As I endeavor to visit every park in New York City, I bring you via this blog the beautiful and the interesting, the time-honored and the new, the vast and the pocket-sized. I also find among the city's green and open spaces the neglected and the sad. Case in point: Macri Triangle, in one of the not-so-hipster-cool parts of Williamsburg, Brooklyn.
Two things appear to be of note. First, there's a memorial to "the men of this community who made the supreme sacrifice in World War II." Most of the names are Italian, reflecting the composition of the community in the 1940s.
The other item also indicates a heavy Italian-American presence – and the dwindling thereof too. It's an overgrown bocce court.
The little park is not being entirely ignored. A website called Friends of Macri Triangle Park asks residents to "Join us in working together for our lovely little triangle park" and "Help us fix up that amazing – but seriously dilapidated – bocce court." The group formed just recently, in the fall of 2016, when it held a "family fun day" and clean-up event. Perhaps things are looking up for Macri Triangle.
A couple of new plantings offer a glimmer of hope.
Still, when we visited on a weekend afternoon in July, we were met with this sad sight:
It's hard to get more pitiful than a "lock" improvised from rope and duct tape.
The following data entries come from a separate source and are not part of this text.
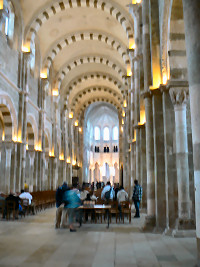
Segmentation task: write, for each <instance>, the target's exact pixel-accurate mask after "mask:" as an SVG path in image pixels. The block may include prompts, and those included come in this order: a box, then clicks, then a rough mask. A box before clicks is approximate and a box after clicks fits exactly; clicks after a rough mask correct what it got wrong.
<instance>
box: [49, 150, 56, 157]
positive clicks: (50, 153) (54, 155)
mask: <svg viewBox="0 0 200 267" xmlns="http://www.w3.org/2000/svg"><path fill="white" fill-rule="evenodd" d="M49 157H51V158H53V157H55V155H54V151H53V150H52V151H50V152H49Z"/></svg>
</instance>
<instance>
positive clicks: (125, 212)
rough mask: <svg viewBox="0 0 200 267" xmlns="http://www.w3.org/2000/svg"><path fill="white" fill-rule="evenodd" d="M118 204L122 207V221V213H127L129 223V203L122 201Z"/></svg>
mask: <svg viewBox="0 0 200 267" xmlns="http://www.w3.org/2000/svg"><path fill="white" fill-rule="evenodd" d="M120 204H121V207H122V219H123V223H124V215H127V218H129V223H131V203H130V202H129V201H122V202H121V203H120Z"/></svg>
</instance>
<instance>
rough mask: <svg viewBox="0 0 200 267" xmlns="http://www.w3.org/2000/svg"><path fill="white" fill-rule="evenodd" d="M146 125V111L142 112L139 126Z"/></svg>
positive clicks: (140, 112) (140, 113)
mask: <svg viewBox="0 0 200 267" xmlns="http://www.w3.org/2000/svg"><path fill="white" fill-rule="evenodd" d="M145 123H146V115H145V110H140V122H139V123H138V125H144V124H145Z"/></svg>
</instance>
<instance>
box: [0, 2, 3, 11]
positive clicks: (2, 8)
mask: <svg viewBox="0 0 200 267" xmlns="http://www.w3.org/2000/svg"><path fill="white" fill-rule="evenodd" d="M2 9H3V0H0V10H2Z"/></svg>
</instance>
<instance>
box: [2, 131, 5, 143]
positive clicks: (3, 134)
mask: <svg viewBox="0 0 200 267" xmlns="http://www.w3.org/2000/svg"><path fill="white" fill-rule="evenodd" d="M2 141H5V132H4V131H3V133H2Z"/></svg>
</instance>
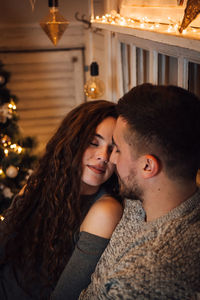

It did seem to be having the desired effect, though – no one was inside. Not that there was any reason to be. Benches line the sidewalks around the park, which sits by the Brooklyn-Queens Expressway. But there's no real seating inside, nothing to do (at least until that bocce court gets revived), and nothing nice even to look at, aside from the memorial.
Even the Parks Department website offers no historical information on Macri Triangle. It took me some digital digging to come up with a 2009 article that mentioned the park's creation "in 1946 from land seized by the city in the aftermath of the construction of the Brooklyn-Queens Expressway." The Courier-Life piece also tells us that after the park had been neglected for decades, in 1990 Assemblyman Joseph Lentol got funding to build the bocce court, "though fewer people use the court for bocce these days" as "[t]he demographic that might play bocce is moving out of the neighborhood and going to Long Island and other places where rent is cheaper."
As recently as 2008, a blogger described Macri Triangle as "well kept-up and is a rather nice little park," and presented photos to prove it. But it quickly declined, and a 2014 presentation described it as "Not Cared for" and "Not Inviting."